Oscilando entre a genialidade científica e ataques de ira compreensíveis e razoáveis, já que são inerentes a sua natureza, o herói do encadernado da Panini ganha vida nas primeiras histórias de Len Wein, apresentando o que seria, talvez, sua maior contribuição para os quadrinhos. Em O Monstro do Pântano (Swamp Thing), o autor apresenta seu alter-ego, o cientista Alec Holland, que após uma fatalidade torna-se um avatar da natureza, trazendo à baila uma discussão interessante, que leva em conta os desmandos e exageros presentes na maioria das ações humanas em relação ao planeta em que vive.
Na introdução feita por Wein, o autor começa falando que não sabia estar criando uma lenda. Notar a perplexidade do escritor é algo evidente, até pela ordem dos fatos que seguiram aquele dezembro de 1970. A ideia original foi aceita por parte daqueles que cercavam Wein, ainda que a sua premissa não fosse completamente entendida por eles. Uma vez aprovada, a história foi publicada em House of Secrets número 92, iniciando-se com a narração de seu protagonista, que ainda tentava entender o que tinha acontecido. O modo como a “criatura” faz seu recordatório varia entre o presente e o passado inócuo, fazendo uma confusão quanto à temporalidade do período enquadrado. Somente quando o monstro atravessa a janela para salvar sua amada, pode-se compreender o que era alucinação ou realidade dentro dessa primeira trama. Sua aparência abominável o faz sentir-se indigno perante os olhos da mulher que ele um dia ele chamou de sua. O pântano era o único lugar que o aceitaria naquela configuração, mas isso não era conforto suficiente para seu coração choroso.
No primeiro número de Swamp Thing, é contada a história do cientista Alec Holland, que habita o seu laboratório, fazendo seus experimentos sob os olhares dos seus inimigos. A armadilha que captura Holland é mostrada de forma muito violenta, especialmente em comparação com os outros pares de revistas e gibis infantis. A tragédia e o pântano, lugar onde não há qualquer possibilidade de esperança, tornam-se uma nova chance de vida, uma alternativa perturbadora, mas libertária. O protagonista assume, então, sua nova vida de criatura grotesca, denominada Monstro do Pântano. Seus vilões são figuras tacanhas, caricatas, feios como o diabo, bandidos clássicos que se mostram seres maniqueístas,
O trabalho de arte de Bernie Wrightson aumenta a bizarrice presente na história, retratando figuras inumanas, que se tornam ainda mais assustadores pela contraditória verossimilhança que há em seus contornos. A situação é ainda mais piorada com as cores da edição feita pela Panini, que aumentam o caráter bizarro da obra. A criatura em que Holland se tornou tem sua trajetória carregada de símbolos que remetem ao messianismo. Mesmo rejeitado em um primeiro momento, a sua mente elevada é vista pelas criaturas fisicamente prejudicas como possibilidade de ter qualquer sinal de ascensão.

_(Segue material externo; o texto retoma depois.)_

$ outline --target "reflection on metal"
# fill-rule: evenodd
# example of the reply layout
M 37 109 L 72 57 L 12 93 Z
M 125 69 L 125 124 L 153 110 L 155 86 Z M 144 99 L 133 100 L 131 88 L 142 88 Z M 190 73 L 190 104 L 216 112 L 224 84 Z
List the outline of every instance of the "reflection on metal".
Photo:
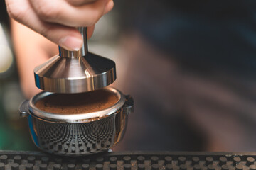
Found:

Logo se descobre que toda a fisiologia do Monstro é vegetal, até seu modo de respirar é dependente de dióxido de carbono. Arcane propõe, então, a Alec que ele compartilhe seu fardo, o que devolveria sua configuração humana. Mas como os heróis altruístas da DC Comics, ele abre mão disso para deter o vilão e impedir que ele ficasse mais poderoso ainda. Ver a si mesmo como um homem-monstro é penoso, mas é um fardo que Holland se vê obrigado a carregar, mesmo com todo o desgosto.
O ideário visual remete demais aos filmes de monstro da Universal, como A Noiva de Frankenstein, seja na figura deformada de Arcane ou na de sua filha, Abigail Arcane, que mais tarde, ganharia ainda mais importância. Semelhante às películas dos anos 30 e 40, Monstro do Pântano retoma a caça às criaturas. Por mais que não haja todo o subtexto que marcou a fase do mago Alan Moore à frente do título, há uma chancela de história em clima clássico, aumentada demais pela belíssima arte, sem dúvida, o maior destaque.
As referências ao cinema seguem, mencionando graficamente até os filmes barrocos da Hammer, protagonizados por Christopher Lee e/ou Peter Cushing. Os vilões deixam de ser somente homens gananciosos, para exibir também figuras transmorfas. A capacidade de Wrightson em transformar figuras grotescas em seres absurdamente assustadores é impressionante. Próximo ao fim da publicação, no penúltimo número do compilado, a temática de aparência versus essência é novamente resgatada, mostrando a maldade analisada de modo não normativo, já que o preconceito não é partilhado pelos infantes.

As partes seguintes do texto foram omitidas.